Adaptive Regime-Switching Forecasts with Distribution-Free Uncertainty: Deep Switching State-Space Models Meet Conformal Prediction
This addresses the challenge of reliable uncertainty quantification in nonstationary time series forecasting, which is crucial for applications like finance and climate modeling, though it builds incrementally on existing conformal prediction methods.
The paper tackles the problem of providing calibrated uncertainty for regime-switching time series forecasting by combining Deep Switching State Space Models with Adaptive Conformal Inference, achieving near-nominal coverage with competitive accuracy across synthetic and real datasets.
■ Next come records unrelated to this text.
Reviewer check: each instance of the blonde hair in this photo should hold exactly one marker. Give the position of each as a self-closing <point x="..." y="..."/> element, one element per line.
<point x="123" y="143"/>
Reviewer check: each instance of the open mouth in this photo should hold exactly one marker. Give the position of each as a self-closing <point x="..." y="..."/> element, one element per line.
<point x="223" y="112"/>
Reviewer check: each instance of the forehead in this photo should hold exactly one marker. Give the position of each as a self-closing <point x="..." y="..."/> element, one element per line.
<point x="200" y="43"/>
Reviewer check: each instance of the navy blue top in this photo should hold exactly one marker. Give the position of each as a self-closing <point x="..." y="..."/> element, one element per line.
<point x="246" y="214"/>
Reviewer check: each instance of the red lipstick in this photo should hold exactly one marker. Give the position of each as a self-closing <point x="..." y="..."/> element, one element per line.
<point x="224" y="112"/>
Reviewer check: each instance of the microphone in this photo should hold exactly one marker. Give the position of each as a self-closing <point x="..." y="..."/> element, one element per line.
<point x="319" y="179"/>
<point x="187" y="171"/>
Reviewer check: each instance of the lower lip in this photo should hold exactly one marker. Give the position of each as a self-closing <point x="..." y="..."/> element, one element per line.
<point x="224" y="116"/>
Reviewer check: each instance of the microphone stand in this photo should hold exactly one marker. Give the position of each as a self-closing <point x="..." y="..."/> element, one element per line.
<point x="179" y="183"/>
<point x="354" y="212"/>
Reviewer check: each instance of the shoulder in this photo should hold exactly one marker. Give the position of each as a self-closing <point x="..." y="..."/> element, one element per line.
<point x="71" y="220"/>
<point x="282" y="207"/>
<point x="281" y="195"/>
Regime transitions routinely break stationarity in time series, making calibrated uncertainty as important as point accuracy. We study distribution-free uncertainty for regime-switching forecasting by coupling Deep Switching State Space Models with Adaptive Conformal Inference (ACI) and its aggregated variant (AgACI). We also introduce a unified conformal wrapper that sits atop strong sequence baselines including S4, MC-Dropout GRU, sparse Gaussian processes, and a change-point local model to produce online predictive bands with finite-sample marginal guarantees under nonstationarity and model misspecification. Across synthetic and real datasets, conformalized forecasters achieve near-nominal coverage with competitive accuracy and generally improved band efficiency.